Eyebrows raised pityingly, Leila gave me a brief sideways glance, then looked back at her little green stalk and audibly breathed out.

‘OK, then tell me what you’d rather smell. After all, you must eat something in the next few days.’

‘Why must?’

Why must…? My spoon stopped suspended in the air, halfway between plate and mouth. Defiant, cheeky, outrageous — yes, all very well, but certainly there wasn’t ever a minute in my life reserved for this.

‘Because people have to eat if they’re not going to die of starvation,’ I grunted, putting the spoon in my mouth.

‘I look nice?’

‘Look nice? Yes, you do look nice. You’re beautiful,’ I told her, hoping to make her forget my botched reaction to her big entrance as a belly dancer. ‘But if you carry on like this you’ll soon be nothing but a beautiful skeleton.’

‘You like better fat slut, hm?’

‘Fat slut… look, who gives you lot German lessons in that hostel?’

‘I self.’

‘You yourself? What from? Off the walls of public toilets?’

‘Porn.’

‘What?’

‘Boys in hostel have films and book. I have book too, The Sperm Huntresses.’

‘Oh…’ I tried to assume as down-to-earth an expression as possible. At the same time I registered that the spoon in my hand was stirring the casserole in a slightly manic way, as if of its own volition. ‘Um… all that’s kind of a specialised vocabulary. What about if you just want to go and buy rolls or something?’

Very slowly, she turned her head, looked at me from under drooping eyelids, and suddenly began to laugh. Loud, hearty, engaging laughter. No doubt about it, there was something here I didn’t get.

When she’d finished laughing, she asked, ‘We watch films?’

‘Er… what kind of films?’

‘Films with my mother, of course, moron.’

Moron. Was that out of the porn book too? Fuck me, moron?

Relieved by the change of subject, I pointed my spoon across the room. ‘The video recorder’s over there.’

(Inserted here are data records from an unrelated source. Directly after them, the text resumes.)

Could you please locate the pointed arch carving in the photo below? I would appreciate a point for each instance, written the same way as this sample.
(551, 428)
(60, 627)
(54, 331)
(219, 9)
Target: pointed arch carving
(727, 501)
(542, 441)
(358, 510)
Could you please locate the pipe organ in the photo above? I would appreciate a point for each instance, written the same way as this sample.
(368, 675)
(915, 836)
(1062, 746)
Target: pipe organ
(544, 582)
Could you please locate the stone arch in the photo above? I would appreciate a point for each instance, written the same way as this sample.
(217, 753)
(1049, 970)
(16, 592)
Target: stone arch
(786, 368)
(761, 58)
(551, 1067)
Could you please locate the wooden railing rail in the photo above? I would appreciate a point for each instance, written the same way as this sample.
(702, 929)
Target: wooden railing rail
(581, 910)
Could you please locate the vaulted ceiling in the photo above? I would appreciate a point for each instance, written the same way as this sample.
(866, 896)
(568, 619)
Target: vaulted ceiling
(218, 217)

At school I regularly got such bad marks in foreign languages that they were a joke — would I have paid more attention if the languages had been taught in porn? Maybe I’d be working with the United Nations now.

Laden up to her chin, Leila came back from the bedroom, made her way past me balancing about fifteen video cassettes and knelt down in front of the VCR.

‘Hey, I only want to know what she looks like. I’m not planning to write a doctoral thesis on her.’